I FIGLI DELL’ODIO

Hanno un bel dire, i dottori. Si riempiono la bocca di parole importanti. Nevrosi. Schizofrenia. Disturbi della psiche.

Ti fanno stendere su un lettino e passano ore a raccontarti che ciò che vedi non è reale. Visioni e fantasie create dal cervello stressato.

Balle. Tutte balle. Ho cercato di convincerli. Voci, rumori, immagini. Fatti concreti, insomma. Nulla. Rifiutano di credermi.

Lo so io, quello che accade di notte nel mio appartamento, mentre i dottori se ne stanno a ronfare beati. E so anche perché.

La rabbia. Il rancore. L’odio.

Non sono semplici stati d’animo. Il cervello emette onde. Crea campi magnetici e li diffonde come cellule tumorali. Si appiccicano alle pareti, macchiano i mobili, si infilano nelle pieghe dei tessuti, sotto la pelle dei divani, dietro i battiscopa. Io lo sento. Ne avverto la presenza appena apro la porta di casa. Come la puzza di arrosto in una stanza chiusa.

Stanno lì nascosti, scarafaggi senza corpo, pompando energia negli oggetti sino a infondergli vita e pensieri propri.

Le vedo, le espressioni stupefatte. Storcete la bocca, alzate gli occhi al cielo e poi giù un bel sospiro di compassione. Guarda cosa ci tocca leggere, le fantasie di un pazzo.

Pazzo? No, è tutto vero.

Agosto. Notte fonda, finestre chiuse, aria irrespirabile. Lei ha freddo! La stanza da letto bolle di afa e rancore.

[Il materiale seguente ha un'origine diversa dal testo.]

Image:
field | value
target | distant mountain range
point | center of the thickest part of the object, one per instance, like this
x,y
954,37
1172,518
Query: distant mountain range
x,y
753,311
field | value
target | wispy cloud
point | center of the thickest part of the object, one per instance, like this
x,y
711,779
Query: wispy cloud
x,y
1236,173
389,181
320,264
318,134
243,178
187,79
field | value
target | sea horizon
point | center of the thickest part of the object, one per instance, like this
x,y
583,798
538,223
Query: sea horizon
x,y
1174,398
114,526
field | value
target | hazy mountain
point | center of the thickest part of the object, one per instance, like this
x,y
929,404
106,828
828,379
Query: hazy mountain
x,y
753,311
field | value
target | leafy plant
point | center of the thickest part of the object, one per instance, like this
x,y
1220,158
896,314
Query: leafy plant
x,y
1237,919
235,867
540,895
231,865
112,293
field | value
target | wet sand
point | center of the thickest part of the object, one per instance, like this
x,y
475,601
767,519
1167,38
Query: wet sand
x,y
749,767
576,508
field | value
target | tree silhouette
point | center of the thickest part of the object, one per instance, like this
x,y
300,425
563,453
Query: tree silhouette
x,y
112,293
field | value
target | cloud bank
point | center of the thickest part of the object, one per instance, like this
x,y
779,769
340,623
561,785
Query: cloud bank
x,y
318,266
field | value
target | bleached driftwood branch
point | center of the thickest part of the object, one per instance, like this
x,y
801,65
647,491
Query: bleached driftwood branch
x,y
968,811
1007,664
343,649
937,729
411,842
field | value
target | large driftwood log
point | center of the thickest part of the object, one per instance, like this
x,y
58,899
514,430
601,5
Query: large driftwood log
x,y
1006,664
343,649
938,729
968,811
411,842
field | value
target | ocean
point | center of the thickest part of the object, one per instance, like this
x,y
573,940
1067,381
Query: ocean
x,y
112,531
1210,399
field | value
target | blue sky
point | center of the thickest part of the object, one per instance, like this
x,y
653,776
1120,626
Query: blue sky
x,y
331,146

L’ennesima questione con mia moglie. Urla, schizzi di saliva e a dormire il più distanti possibile, lo stomaco contratto e l’adrenalina che scorre a fiumi.

Mi alzo di scatto, con i crampi alle gambe e il fiato corto. Attacco d’ansia, bocca impastata. Respiro male, i polmoni sembrano spugne secche.

Non è possibile andare avanti così. Stesse liti, stessi discorsi, nessuno che ascolta. Come parlare al muro. O ai mobili.

Già, i mobili.

Davanti agli occhi ho il comò. E’ una grande bocca, con i cassetti trasformati in labbra gonfie e tumide. Una lingua viscida le lecca, poi si allunga sfiorandomi la guancia con un gesto affettuoso. Sorride, ha capito tutto.

Esco dalla camera. In fondo al corridoio c’è un rettangolo di luce verde, pulsa lento al ritmo di un cuore malato. La porta. Sul vetro dell’infisso compare il viso di un bambino. Ferito e coperto di piaghe. Gli occhi si spalancano e la bocca si deforma in un pianto muto.

Cerca vendetta.

Entro in sala. Sono tutti svegli, mi fissano preoccupati. Faccio un saluto stanco. Il sonno ormai è andato, tanto vale scambiare due parole.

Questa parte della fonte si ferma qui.